Il rifiuto di rinunciare alla sua indipendenza e alla sua emarginazione autoimposta si fece manifesto, per esempio, in occasione di una mostra collettiva al Palais des Beaux Arts a Bruxelles nel 1974. Invitato a esporre con Marcel Broodthaers, Robert Ryman e Dan von Severen, Cadere preferì piuttosto esibire la sua opera solamente durante l’inaugurazione, girovagando con la sua barra come nei giorni in cui era un completo outsider.
Un’attenta lettura delle lettere di Cadere a Yvon Lambert12, scritte prima della sua prematura morte, suggerisce che l’artista prestava una crescente attenzione alla possibilità di sviluppare serie e costellazioni composte da un grande numero di barre, controbilanciando in questo modo l’atteggiamento critico e a tratti iconoclasta del suo lavoro con una modalità di esposizione più “classica”.

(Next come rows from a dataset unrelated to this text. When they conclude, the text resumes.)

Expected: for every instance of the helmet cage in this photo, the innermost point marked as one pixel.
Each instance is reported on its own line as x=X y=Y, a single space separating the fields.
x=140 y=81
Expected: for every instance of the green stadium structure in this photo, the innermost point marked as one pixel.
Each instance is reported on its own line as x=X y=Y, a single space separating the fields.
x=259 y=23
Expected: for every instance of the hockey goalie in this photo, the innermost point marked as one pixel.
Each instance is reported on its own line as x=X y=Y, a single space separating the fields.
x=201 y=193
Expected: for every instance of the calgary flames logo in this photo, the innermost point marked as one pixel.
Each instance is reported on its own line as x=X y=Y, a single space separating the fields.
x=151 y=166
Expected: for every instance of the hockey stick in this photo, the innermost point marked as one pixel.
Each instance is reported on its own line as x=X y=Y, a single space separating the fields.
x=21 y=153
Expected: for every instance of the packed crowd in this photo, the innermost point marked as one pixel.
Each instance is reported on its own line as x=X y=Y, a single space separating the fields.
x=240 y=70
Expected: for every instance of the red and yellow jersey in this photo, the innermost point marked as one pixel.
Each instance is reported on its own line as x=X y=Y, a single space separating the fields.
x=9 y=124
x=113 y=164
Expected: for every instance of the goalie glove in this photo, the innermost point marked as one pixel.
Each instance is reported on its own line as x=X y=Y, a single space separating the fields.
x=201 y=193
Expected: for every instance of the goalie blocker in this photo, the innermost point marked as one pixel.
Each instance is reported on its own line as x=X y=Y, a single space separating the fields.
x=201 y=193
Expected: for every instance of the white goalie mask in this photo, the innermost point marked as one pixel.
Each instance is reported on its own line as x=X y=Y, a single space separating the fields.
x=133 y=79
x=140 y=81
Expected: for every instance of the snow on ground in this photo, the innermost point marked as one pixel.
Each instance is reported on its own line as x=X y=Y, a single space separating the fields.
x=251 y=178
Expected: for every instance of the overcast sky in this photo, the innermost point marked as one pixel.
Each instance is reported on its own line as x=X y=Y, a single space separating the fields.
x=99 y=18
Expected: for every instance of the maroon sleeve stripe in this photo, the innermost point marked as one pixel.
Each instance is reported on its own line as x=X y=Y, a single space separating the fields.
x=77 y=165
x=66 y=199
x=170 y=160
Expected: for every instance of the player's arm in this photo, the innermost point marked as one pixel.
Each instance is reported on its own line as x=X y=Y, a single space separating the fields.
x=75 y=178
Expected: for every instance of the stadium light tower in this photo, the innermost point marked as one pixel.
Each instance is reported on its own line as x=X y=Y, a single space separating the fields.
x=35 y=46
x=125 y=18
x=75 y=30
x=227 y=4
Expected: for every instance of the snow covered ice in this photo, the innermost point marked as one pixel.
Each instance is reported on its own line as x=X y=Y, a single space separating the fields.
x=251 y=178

Ci si potrebbe chiedere quale direzione avrebbe preso il suo lavoro, se Cadere avesse avuto il tempo di esplorare ed esaurire le possibilità formali e logiche del metodo matematico da lui progettato alla perfezione. Avrebbe minimizzato l’aspetto performativo della sua opera?13 Le intenzioni di Cadere non sono facilmente prevedibili, perché, quando si tratta di lui, si deve sempre considerare l’intrusione dell’errore, atto a infrangere l’ordine inflessibile delle cose. Anche alla fine della sua vita, ritenne necessario insistere sull’importanza della sua stessa presenza in relazione a una mostra che stava organizzando alla Barry Barker Gallery di Londra. Impossibilitato ad andarvi, mandò tre fotografie da esporre nella galleria, che mostravano la sua “effettiva situazione”14: Cadere sul marciapiede fuori dall’ospedale, con in mano la barra di legno.